This Thanksgiving, be the life of the party! While everyone is gobbling down dinner, liven up the table conversation with some of these little-known facts about Turkey Day:
- You know those turkeys that typically appear in traditional Thanksgiving dinner pictures? They’re not the same as what people eat during the holiday these days. Those were wild turkeys back then, while the ones we feast on are domesticated, usually twice the size, and are too big to take flight.
- Speaking of turkeys, folks may know that male turkeys are called toms and female turkeys are called hens. But what are baby turkeys called? Poults or Jakes.
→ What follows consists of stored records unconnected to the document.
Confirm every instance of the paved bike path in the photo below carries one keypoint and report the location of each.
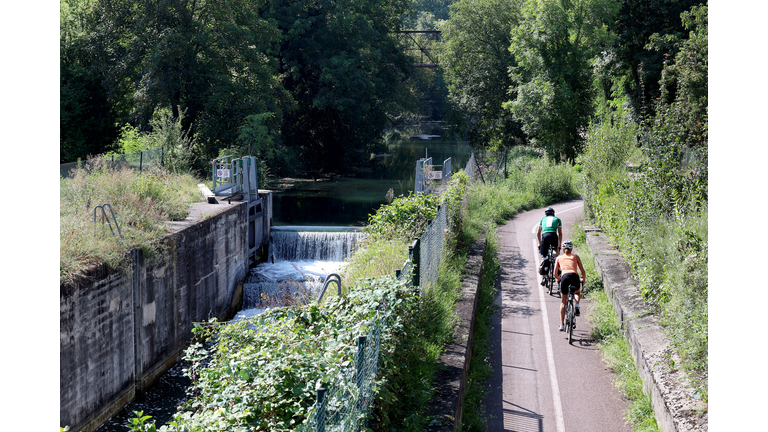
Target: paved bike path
(540, 382)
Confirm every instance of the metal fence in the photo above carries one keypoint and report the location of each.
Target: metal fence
(344, 403)
(141, 161)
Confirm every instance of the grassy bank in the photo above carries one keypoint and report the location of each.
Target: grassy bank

- The U.S. isn’t the only place to give thanks for bountiful harvests during autumn. Festivals are held around the world with a similar theme, including Canada, where they celebrate Thanksgiving Day on the second Monday in October.
- Back on the East Coast, Native Americans of New England gather on Cole’s Hill at Plymouth on Thanksgiving Day for the National Day of Mourning. It’s intended to honor ancestors of Native Americans and their continuing struggles to survive.
- Americans chow down on more than 46 million turkeys during Thanksgiving. That equates to more than 500 million pounds of poultry!
And here’s a waist-expanding statistic. Expert calorie counters claim that 4,500 calories will be consumed on average in the U.S. during Thanksgiving Day. No wonder we’re so tired after dinner!
Happy Thanksgiving everyone!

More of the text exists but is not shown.